Eight: See jaw-dropping circus and outdoor arts

Roll Up, Roll Up is Just So’s exuberant area for all things circus. In this most spectacular and flamboyant part of the festival, Just So will be celebrating some of their favourite female circus acts. Look out for breath-taking Strong Lady Betty Brawn and Hocus Pocus Theatre’s Clown About Town.

Just So has also partnered with Without Walls to present five extraordinary pieces of outdoor dance and circus; Apocalyptic Circus’ playful My House, Kapow Dance Circus Theatre’s moving dance, physical theatre and circus piece Adrift, Mimbre’s Lifted which explores three strong women lifting and balancing each other, Aerial dance company Newtons Ladder’s show Sirin (Hope is the Thing with Feathers), and Thingumajig Theatre’s night-time procession of giant illuminated creatures in Ghost Caribou.


Nine: Experience the best outdoor theatre

Audiences can enjoy a host of outdoor theatre. Mobile street theatre troupe The Wheelabouts present their show Boudicca, with the iconic woman warrior rampaging through the festival in a chariot led by a galloping mechanical horse. The Fabularium are back with The Hare and the Moon, a story from Far East Asia with new animal headpieces, puppets, music, and for the first time ever for The Fabularium – illuminations! Little pirates can join a scurvy crew for Absolute Opera’s Hurrah for the Pirate King, an opera and ballet show designed for children, and tiny tots and their grown-ups can enjoy an interactive musical adventure in Hurly Burly’s Over the Moon – a first opera for little people.

Dutch company Swoolish Garage take the joy of bathing to the next level in theatrical wellness experience Vespaqua, the world’s smallest bathhouse! Festival goers don swimsuits and are driven around the Just So site in bathtubs towed by a 1966 Vespa Ape.

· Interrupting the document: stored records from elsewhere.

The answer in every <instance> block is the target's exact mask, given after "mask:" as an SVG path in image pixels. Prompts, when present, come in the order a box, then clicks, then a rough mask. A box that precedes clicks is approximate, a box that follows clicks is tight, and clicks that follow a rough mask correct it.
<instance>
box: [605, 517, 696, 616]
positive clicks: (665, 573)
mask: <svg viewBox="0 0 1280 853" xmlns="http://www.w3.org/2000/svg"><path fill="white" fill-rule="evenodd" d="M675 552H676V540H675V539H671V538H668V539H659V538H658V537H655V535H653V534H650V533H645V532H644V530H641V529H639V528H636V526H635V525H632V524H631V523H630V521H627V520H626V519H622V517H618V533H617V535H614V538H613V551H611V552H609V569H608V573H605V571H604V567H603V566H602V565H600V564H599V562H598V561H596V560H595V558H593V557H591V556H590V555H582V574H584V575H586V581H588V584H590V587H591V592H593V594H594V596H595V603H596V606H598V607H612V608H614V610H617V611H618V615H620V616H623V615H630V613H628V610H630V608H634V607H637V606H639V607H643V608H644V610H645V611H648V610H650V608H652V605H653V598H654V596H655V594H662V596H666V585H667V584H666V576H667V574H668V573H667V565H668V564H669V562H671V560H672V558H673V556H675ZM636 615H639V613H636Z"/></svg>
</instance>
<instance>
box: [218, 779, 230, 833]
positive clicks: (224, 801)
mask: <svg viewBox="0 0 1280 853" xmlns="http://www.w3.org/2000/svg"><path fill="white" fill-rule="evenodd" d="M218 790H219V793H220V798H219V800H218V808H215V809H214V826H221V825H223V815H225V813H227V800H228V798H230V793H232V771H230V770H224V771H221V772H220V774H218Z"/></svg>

Ten: Play in the Ministry of Games

Head to the Ministry of Games for the biggest ever pass the parcel, plus giant versions of some of our favourite board games including Guess Who, Ludo and Scrabble created by the Wild Rumpus team. While you’re there watch out for sheep on the loose… Sports Day meets Sheep Trials in Mufti Games’ new interactive show One Kid and their Dog, inspired by the much-loved TV show of the same(ish) name.